Lo interesante de la prima de riesgo es que refleja con bastante exactitud el promedio de los prejuicios sobre un país que tiene la comunidad inversora internacional. No es un indicador económico «objetivo», como el porcentaje de deuda, sino el reflejo de un estado de opinión. Como es sabido, la prima española creció sin cesar en el aciago mes de julio de 2012 porque los inversores no se fiaban de España. Daba igual lo que hiciera el gobierno (recortes, declaraciones de solvencia, etc.): los inversores seguían sin fiarse. Y no se fiaban por el llamo efecto «retraso en los trenes». Este efecto se creó en los años 20, cuando era proverbial decir que el fascismo había conseguido que los trenes, en Italia, llegasen a su hora. Luego, se supone que todo retornó a su dejadez habitual.
Ocurre que cuando un tren llega tarde en alguna estación de la Deustche Bahn, los inversores internacionales comentan entre sí «qué raro». Cuando un tren llega tarde a la estación Termini, los mismos se dan de codazos, diciendo, «como era de esperar, el tren llega tarde». Y se apresuran a elevar la prima unos puntos más, henchidos de desconfianza. Cuando un banco quiebra en Reino Unido, o pillan a ejecutivos de la City manipulando los tipos de interés bancario, los inversores mueven la cabeza y dicen «Cómo son estos ingleses, se nota que llevan mucho tiempo en el oficio». Cuando una caja de ahorros quiebra o una Comunidad autónoma española pide auxilio, los inversores se escandalizan: «¿Ves? Te lo dije. No se puede confiar en ellos». Y suben unas docenas de puntos la prima.

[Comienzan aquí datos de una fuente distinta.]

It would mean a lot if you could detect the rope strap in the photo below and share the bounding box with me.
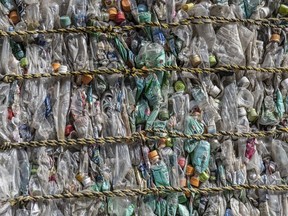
[5,184,288,206]
[0,16,288,37]
[0,128,288,151]
[0,65,288,83]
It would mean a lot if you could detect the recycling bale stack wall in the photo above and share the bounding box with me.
[0,0,288,216]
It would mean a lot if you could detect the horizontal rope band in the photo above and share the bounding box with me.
[0,128,288,151]
[0,16,288,37]
[5,184,288,206]
[0,65,288,83]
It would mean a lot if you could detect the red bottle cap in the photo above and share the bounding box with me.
[115,11,125,24]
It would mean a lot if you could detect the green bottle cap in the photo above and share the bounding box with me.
[20,57,28,68]
[209,55,217,67]
[199,172,209,182]
[60,16,71,28]
[174,81,185,92]
[278,4,288,16]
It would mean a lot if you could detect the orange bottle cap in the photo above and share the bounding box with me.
[148,150,158,160]
[82,75,93,85]
[180,178,187,187]
[108,7,117,21]
[9,11,20,24]
[52,62,61,72]
[190,176,200,187]
[186,165,194,176]
[270,34,280,43]
[121,0,131,12]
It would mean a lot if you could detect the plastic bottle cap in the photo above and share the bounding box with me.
[138,4,148,13]
[58,65,68,73]
[278,4,288,16]
[158,109,169,121]
[104,0,115,7]
[121,0,131,12]
[60,16,71,28]
[82,176,92,187]
[115,11,126,24]
[186,164,194,176]
[8,108,14,120]
[82,74,93,85]
[180,178,187,187]
[108,7,117,21]
[190,176,200,187]
[248,108,258,122]
[52,62,61,72]
[182,3,194,11]
[178,194,187,204]
[20,57,28,68]
[65,125,74,136]
[148,150,158,160]
[209,85,221,98]
[281,78,288,88]
[238,107,247,117]
[139,12,151,23]
[9,11,20,24]
[270,34,280,43]
[191,54,202,67]
[101,12,110,22]
[158,137,166,148]
[209,55,217,67]
[199,172,210,182]
[76,173,84,182]
[31,168,38,175]
[174,80,185,92]
[166,137,173,147]
[178,157,186,169]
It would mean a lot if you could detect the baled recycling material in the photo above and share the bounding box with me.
[0,0,288,216]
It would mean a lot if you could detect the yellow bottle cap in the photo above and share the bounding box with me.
[82,75,93,85]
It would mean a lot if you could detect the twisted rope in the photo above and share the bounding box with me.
[5,184,288,206]
[0,65,288,83]
[0,128,288,151]
[0,16,288,37]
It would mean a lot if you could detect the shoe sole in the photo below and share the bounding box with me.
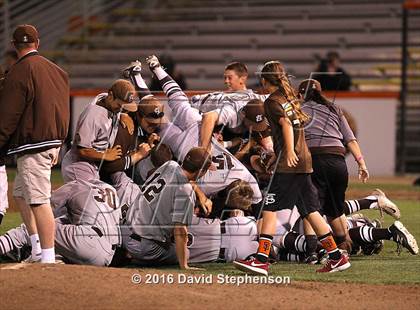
[233,261,268,276]
[394,221,419,255]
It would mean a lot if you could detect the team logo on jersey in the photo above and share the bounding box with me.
[264,194,276,205]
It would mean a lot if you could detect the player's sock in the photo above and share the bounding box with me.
[344,196,378,215]
[255,234,273,263]
[29,234,41,260]
[132,73,152,99]
[0,233,14,255]
[349,226,392,244]
[41,248,55,264]
[318,233,341,260]
[305,235,318,257]
[278,249,305,263]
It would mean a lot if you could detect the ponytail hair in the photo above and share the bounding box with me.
[261,60,309,123]
[299,79,334,111]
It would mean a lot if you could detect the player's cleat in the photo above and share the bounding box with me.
[122,60,141,79]
[372,188,401,220]
[388,221,419,255]
[233,258,269,276]
[146,55,160,70]
[304,253,318,265]
[316,253,351,272]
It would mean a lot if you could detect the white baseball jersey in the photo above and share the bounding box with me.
[160,79,262,203]
[61,93,120,183]
[0,165,9,215]
[111,161,196,243]
[188,216,258,263]
[51,180,121,244]
[191,89,268,129]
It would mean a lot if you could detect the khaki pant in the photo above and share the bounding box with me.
[13,148,60,205]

Naturalmente, la prima refleja un estado de opinión, pero influye directamente en los índices económicos objetivos, degradándolos (es sabido que 25 puntos más equivalen a 50.000 parados más, por ejemplo), lo que a su vez despierta más todavía la suspicacia de los inversores. Un círculo vicioso de este calibre es difícil de romper. Y es una de las sofisticadas formas que adopta el racismo en nuestro tiempo.